One of the biggest highlights for
me was at the start of the tour. We arrived at the airport in Pisa just after
lunch, where Robert met us. Immediately, we are whisked away to the
Tuscan countryside to visit a small vineyard, I Fabri, situated at the 'roof'
of Chianti in Lamole.
Coming in from London, we were
presented with a panoramic view of the Chianti with irises growing by the
roadside, basking in the Tuscan sun. There our holiday began.
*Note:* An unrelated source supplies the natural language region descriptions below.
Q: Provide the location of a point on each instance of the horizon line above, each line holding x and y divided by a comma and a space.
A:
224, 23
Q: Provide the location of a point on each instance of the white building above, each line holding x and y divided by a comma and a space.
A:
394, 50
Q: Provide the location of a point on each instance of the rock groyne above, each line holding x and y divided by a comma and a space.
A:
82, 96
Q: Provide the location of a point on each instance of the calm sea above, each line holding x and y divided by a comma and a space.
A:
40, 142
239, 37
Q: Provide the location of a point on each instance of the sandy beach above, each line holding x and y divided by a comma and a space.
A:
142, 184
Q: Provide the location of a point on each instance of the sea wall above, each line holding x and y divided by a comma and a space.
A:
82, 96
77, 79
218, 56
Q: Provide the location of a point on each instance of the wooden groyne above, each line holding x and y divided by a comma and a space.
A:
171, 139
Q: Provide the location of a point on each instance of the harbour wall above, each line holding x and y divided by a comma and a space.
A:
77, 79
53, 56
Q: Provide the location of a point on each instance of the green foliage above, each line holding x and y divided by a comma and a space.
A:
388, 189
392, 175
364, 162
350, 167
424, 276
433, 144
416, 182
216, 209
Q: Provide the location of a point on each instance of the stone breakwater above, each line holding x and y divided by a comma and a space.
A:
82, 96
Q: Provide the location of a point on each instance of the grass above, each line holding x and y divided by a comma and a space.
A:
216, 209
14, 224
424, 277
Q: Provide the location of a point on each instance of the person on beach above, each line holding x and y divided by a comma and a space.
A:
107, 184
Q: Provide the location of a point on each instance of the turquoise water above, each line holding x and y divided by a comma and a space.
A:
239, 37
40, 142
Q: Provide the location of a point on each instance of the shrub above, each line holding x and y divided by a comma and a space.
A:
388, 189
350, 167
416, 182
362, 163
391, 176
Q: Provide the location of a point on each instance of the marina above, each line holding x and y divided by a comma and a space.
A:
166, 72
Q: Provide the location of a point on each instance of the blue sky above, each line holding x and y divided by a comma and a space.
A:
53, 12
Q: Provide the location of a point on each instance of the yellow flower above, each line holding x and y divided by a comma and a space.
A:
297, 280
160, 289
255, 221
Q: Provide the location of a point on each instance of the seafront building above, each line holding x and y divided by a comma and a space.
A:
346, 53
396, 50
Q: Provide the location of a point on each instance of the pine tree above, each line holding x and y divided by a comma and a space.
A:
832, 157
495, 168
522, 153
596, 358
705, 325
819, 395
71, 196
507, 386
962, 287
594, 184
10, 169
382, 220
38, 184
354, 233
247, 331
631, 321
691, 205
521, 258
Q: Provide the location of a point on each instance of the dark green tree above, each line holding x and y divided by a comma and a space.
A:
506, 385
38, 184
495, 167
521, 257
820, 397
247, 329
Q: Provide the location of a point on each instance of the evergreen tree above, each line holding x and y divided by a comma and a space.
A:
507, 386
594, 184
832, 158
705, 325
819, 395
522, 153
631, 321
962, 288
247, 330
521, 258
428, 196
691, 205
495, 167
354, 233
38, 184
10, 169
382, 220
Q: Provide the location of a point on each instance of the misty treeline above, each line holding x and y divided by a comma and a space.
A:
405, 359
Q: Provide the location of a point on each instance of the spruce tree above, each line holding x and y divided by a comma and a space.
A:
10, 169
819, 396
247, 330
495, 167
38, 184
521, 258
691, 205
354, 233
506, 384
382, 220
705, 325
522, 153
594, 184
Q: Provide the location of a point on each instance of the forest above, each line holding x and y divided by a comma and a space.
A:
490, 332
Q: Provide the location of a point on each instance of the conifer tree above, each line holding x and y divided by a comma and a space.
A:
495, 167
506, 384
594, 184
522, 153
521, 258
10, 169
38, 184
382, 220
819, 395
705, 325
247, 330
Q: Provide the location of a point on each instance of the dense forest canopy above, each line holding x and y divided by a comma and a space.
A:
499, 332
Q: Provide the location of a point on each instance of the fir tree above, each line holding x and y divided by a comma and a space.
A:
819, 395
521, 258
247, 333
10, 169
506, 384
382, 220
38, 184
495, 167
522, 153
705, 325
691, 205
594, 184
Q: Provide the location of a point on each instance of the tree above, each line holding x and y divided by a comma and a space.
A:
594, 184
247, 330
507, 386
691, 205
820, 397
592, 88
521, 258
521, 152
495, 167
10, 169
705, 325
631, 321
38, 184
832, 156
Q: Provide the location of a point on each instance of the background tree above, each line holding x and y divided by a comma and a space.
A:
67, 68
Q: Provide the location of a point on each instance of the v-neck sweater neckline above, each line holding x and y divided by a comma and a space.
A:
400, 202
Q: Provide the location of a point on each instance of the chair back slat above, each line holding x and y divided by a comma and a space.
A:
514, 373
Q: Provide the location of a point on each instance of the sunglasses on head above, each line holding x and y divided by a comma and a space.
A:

The meals provided as part of the
tour were outstanding good. We enjoyed rustic Tuscan cooking with large
portions of meat and wine. One dish we had at the restaurant at Rocca delle
Marcie Vineyard was a ravioli in a wild boar raggu. When paired with their
Chianti classico, it was heavenly.
The trip is not only a good
holiday, it was also an educational one. We got front row seats to the wine
production process. We leant about the land (the terroir), the vineyards and
grapes, the vinification process; and most importantly, from the people that we
met, the passion of wine making. Armed with this knowledge, as well as
having had an intense few days of wine tasting, the mysticism surrounding
'good' and 'bad' wines diminishes.
The one thing that makes this trip special was talking
to some of the smaller Chianti Classico producers: Susanna, Monia and
What comes across more than anything else is their passion for
wine making and for life. Their sincerity and pride in what they do shines
through, and that you can taste in the quality of wine that they produce.
Speaking to them, being in the Tuscan countryside with wonderful food and wine,
if not only for a moment, brings into focus what life should be about.